Литмир - Электронная Библиотека
Содержание  
A
A

Все это время, как писал Делагюпьер, население демонстрировало не столько страх, сколько любопытство, особенно в отношении казаков. К. Руйе сделал здесь в принципе важное примечание: в то время «казаками» часто называли всех кавалеристов, как австрийских, так и русских[565]. Но в данном случае Делагюпьер едва ли ошибся: в состав отряда австрийского генерала И. Хардегга входили, как мы уже видели, и казачьи части.

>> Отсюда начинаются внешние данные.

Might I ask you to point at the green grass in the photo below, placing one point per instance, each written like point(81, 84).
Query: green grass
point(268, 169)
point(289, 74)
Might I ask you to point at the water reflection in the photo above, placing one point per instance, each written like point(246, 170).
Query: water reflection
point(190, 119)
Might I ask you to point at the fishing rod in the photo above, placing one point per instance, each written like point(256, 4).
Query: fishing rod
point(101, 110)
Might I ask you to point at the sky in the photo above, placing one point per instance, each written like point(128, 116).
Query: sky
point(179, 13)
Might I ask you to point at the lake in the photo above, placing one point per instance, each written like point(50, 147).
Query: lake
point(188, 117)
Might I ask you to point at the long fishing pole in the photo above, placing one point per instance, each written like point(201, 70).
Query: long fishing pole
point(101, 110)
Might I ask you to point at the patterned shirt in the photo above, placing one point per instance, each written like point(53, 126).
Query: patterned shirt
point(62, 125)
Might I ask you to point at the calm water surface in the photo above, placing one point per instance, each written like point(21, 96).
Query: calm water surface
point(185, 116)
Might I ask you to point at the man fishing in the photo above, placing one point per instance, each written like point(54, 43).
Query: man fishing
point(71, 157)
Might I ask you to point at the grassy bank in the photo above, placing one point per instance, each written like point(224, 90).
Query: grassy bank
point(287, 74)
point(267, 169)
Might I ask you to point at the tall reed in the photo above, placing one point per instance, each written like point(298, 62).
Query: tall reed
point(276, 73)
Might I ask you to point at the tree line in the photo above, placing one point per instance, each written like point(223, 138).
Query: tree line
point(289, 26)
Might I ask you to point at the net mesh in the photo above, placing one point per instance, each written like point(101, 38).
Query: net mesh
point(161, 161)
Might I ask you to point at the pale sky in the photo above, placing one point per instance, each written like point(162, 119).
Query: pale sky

Делагюпьер едва ли мог спутать казаков с австрийцами: у него самого на постой остановился казачий офицер с двумя денщиками. Офицер оказался молодой, образованный: он заставил своего денщика вернуть хозяину серебряную ложку, которую тот успел стянуть. На следующий день постояльца Делагюпьера посетили еще 4 «казачьих офицера». Отужинали. Выпили много вина, водки и рома. Офицеры произвели на Делагюпьера хорошее впечатление. Под конец попросили еще бутылку водки для своего полковника, который находился в соседнем Коллане. Описывая события 29 января, Делагюпьер не случайно отмечал: население «с большим любопытством рассматривало противника, особенно казаков <...> улицы были заполнены народом, как в день ярмарки»[566].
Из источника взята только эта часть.